Design a Debate Pattern

Two (or more) agents argue opposing positions on the same question, with a judge deciding the winner. Useful for decisions where a single agent tends to be overconfident.

When to use this

Security decisions — "is this fix actually correct?"
Correctness review — "does this edge case need handling?"
Design tradeoffs — "is approach A or B better for this constraint?"

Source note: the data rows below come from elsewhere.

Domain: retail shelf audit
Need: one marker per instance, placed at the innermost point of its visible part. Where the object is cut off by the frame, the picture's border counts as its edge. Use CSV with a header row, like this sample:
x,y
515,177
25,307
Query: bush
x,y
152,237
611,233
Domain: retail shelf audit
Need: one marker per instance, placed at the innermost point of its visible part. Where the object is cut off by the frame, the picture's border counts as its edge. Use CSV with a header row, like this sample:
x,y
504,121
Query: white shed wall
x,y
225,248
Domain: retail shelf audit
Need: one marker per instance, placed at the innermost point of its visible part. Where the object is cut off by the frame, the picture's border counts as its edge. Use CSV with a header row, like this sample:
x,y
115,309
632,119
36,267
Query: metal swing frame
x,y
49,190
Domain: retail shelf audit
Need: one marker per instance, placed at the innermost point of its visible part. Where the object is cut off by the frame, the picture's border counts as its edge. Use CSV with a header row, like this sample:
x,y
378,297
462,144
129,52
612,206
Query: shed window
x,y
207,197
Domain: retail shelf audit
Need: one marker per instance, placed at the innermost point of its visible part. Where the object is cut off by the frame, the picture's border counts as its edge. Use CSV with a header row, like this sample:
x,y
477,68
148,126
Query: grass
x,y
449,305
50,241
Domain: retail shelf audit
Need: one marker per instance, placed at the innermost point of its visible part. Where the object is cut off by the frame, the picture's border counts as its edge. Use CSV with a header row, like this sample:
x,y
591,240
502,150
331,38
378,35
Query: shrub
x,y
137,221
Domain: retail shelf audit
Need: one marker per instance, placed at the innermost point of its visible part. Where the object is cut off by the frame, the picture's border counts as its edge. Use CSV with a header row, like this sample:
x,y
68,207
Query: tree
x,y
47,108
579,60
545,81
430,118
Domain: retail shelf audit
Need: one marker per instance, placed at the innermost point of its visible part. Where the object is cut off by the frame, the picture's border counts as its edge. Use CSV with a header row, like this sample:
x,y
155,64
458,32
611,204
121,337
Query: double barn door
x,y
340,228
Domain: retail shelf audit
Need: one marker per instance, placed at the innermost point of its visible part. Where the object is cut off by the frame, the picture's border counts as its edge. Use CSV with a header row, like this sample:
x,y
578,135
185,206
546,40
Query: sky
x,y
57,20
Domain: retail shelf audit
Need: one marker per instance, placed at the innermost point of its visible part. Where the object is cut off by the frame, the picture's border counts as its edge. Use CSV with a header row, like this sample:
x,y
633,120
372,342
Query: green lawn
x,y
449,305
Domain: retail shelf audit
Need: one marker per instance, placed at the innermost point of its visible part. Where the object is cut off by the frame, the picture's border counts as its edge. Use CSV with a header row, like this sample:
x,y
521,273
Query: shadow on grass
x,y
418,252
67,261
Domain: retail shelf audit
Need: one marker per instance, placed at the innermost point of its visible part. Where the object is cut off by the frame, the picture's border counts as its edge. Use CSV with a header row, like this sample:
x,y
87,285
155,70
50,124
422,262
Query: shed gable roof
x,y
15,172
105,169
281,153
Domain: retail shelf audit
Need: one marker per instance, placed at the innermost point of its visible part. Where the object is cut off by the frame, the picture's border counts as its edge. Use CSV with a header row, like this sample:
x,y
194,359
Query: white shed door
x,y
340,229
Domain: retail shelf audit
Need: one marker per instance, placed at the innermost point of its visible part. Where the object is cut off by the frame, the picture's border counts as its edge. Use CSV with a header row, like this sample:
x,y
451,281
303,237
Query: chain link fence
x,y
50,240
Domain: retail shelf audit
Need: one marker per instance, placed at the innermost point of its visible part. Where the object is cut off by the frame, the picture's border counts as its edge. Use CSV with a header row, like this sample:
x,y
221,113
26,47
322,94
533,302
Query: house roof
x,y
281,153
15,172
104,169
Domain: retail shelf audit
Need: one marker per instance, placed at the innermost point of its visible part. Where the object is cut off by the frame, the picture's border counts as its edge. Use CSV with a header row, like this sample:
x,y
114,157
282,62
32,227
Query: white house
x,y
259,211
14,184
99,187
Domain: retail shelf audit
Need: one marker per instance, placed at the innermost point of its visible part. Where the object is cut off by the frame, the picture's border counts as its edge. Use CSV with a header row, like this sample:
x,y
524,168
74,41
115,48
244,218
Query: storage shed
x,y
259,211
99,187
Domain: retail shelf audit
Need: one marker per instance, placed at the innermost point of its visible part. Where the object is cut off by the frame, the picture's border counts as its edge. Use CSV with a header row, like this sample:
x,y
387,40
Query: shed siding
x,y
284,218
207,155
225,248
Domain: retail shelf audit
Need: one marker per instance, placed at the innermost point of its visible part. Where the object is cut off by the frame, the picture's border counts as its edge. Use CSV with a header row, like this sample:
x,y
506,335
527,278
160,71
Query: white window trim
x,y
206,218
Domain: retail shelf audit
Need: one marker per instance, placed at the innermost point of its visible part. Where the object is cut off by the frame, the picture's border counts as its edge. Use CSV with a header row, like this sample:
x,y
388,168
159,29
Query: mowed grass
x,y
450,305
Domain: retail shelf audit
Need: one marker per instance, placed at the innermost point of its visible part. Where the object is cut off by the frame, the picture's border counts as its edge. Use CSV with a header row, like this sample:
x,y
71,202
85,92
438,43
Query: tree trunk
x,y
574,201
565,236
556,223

NOT for subjective calls, taste-based decisions, or anything a unit test could answer faster.

The shape we'll build

  pro-agent   con-agent        (opening arguments)
      │           │
      ▼           ▼
  pro-agent   con-agent        (rebuttals — each sees the other's opening)
      │           │
      └─────┬─────┘
            ▼
         judge
            │
            ▼
         verdict

Two agents, two rounds, one judge.

Step 1 — the question

Debate needs a concrete, binary-ish question. Examples:

"Is the validateInput change in PR #123 sufficient to prevent SQL injection?"
"Should we handle the case where the user's session expires mid-request, or is the current behaviour acceptable?"
"Does this migration preserve data integrity for users with legacy records?"

Vague questions produce theatrical debates with no real disagreement. The question should be answerable.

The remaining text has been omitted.